Chapter 6

Stability at the Nuclear Edge

Bill Wieninger and Andrea Malji

“Thus far the chief purpose of our military establishment has been to win wars. From now on its chief purpose must be to avert them. It can have almost no other useful purpose.”[i]

— Bernard Brodie
The Absolute Weapon: Atomic Power and World Order (1946)

Introduction

The global strategic environment is shifting from the post-Cold War era of loose unipolarity to an era of competitive multipolarity. Nowhere is this transformation more consequential than in the Indo-Pacific, where multiple nuclear-armed states converge amid rising tensions, rapid military modernization, and the erosion of arms-control norms.

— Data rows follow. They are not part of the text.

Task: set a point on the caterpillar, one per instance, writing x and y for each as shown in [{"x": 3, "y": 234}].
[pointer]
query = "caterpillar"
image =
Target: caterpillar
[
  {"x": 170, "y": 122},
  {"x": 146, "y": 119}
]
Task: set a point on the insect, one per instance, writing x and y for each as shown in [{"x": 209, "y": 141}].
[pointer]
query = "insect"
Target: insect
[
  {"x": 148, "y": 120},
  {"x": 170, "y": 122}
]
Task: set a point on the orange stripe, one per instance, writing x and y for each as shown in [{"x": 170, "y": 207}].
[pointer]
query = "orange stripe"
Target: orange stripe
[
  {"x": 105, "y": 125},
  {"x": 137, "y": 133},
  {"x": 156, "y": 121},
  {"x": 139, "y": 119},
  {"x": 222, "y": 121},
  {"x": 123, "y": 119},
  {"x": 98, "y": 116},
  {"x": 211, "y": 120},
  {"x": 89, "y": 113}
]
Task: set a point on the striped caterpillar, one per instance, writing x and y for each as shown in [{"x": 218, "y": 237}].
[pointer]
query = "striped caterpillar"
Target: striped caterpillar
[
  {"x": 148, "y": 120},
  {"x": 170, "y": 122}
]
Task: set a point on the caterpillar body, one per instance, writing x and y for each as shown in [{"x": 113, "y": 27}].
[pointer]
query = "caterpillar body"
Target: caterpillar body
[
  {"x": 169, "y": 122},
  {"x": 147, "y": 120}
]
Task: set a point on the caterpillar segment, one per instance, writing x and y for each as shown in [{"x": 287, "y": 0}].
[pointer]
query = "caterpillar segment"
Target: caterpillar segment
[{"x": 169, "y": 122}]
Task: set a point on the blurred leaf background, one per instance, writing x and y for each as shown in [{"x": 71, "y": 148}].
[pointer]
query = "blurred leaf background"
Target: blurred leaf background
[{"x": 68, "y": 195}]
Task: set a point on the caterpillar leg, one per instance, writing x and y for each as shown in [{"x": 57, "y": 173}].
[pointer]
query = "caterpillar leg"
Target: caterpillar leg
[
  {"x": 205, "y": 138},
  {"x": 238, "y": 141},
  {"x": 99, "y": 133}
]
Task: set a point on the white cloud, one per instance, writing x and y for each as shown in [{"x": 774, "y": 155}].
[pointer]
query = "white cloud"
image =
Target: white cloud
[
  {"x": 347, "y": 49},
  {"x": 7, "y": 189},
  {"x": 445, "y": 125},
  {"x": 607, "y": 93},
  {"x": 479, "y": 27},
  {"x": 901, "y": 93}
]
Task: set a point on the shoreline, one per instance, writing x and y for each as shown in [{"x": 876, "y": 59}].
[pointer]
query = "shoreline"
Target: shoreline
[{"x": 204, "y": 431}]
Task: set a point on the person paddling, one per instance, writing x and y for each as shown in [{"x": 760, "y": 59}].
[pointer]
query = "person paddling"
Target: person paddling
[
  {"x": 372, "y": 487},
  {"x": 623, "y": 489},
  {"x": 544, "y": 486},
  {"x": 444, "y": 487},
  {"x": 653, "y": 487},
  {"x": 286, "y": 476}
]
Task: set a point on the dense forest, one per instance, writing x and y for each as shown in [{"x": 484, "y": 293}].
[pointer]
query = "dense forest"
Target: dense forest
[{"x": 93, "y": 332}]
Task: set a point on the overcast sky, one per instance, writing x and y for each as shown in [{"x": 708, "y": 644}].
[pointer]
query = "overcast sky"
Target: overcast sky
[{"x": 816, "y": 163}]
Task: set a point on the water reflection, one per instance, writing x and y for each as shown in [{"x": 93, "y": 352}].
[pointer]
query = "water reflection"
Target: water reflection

For the United States, this evolution challenges assumptions forged in a largely bilateral Cold War context. China’s ascent, North Korea’s unpredictability, the volatility of the China–India–Pakistan triangle, and Russia’s growing entanglements across the region complicate both the credibility and successful implementation of deterrence and extended deterrence.

In this environment, signaling resolve, preserving second-strike survivability, and managing escalation have become more demanding. Diffused power heightens the risk of miscalculation, weakens the clarity of bilateral signaling, and raises the likelihood that localized crises may overlap or cascade. The central strategic task is therefore to assure allies and deter adversaries while avoiding arms races and inadvertent escalation.

The core claim of this chapter is straightforward: the United States can sustain credible strategic deterrence in a nuclearized, multipolar Indo-Pacific not by matching rivals weapon for weapon, but by reinforcing stability through the three Cs: capability, grounded in survivable second-strike forces; communication, anchored in disciplined and coherent signaling; and commitment, demonstrated through practical guardrails and alliance integration that reassure partners while constraining escalation.

Finally, while South Asia lies outside the U.S. extended deterrence umbrella, preventing a nuclear exchange among China, India, and Pakistan remains strategically vital. Such conflict would generate profound uncertainty across the Indo-Pacific and could undermine deterrence stability well beyond the subregion. Accordingly, this chapter also examines U.S. options for enhancing strategic stability in South Asia as a necessary complement to deterrence elsewhere in the Indo-Pacific.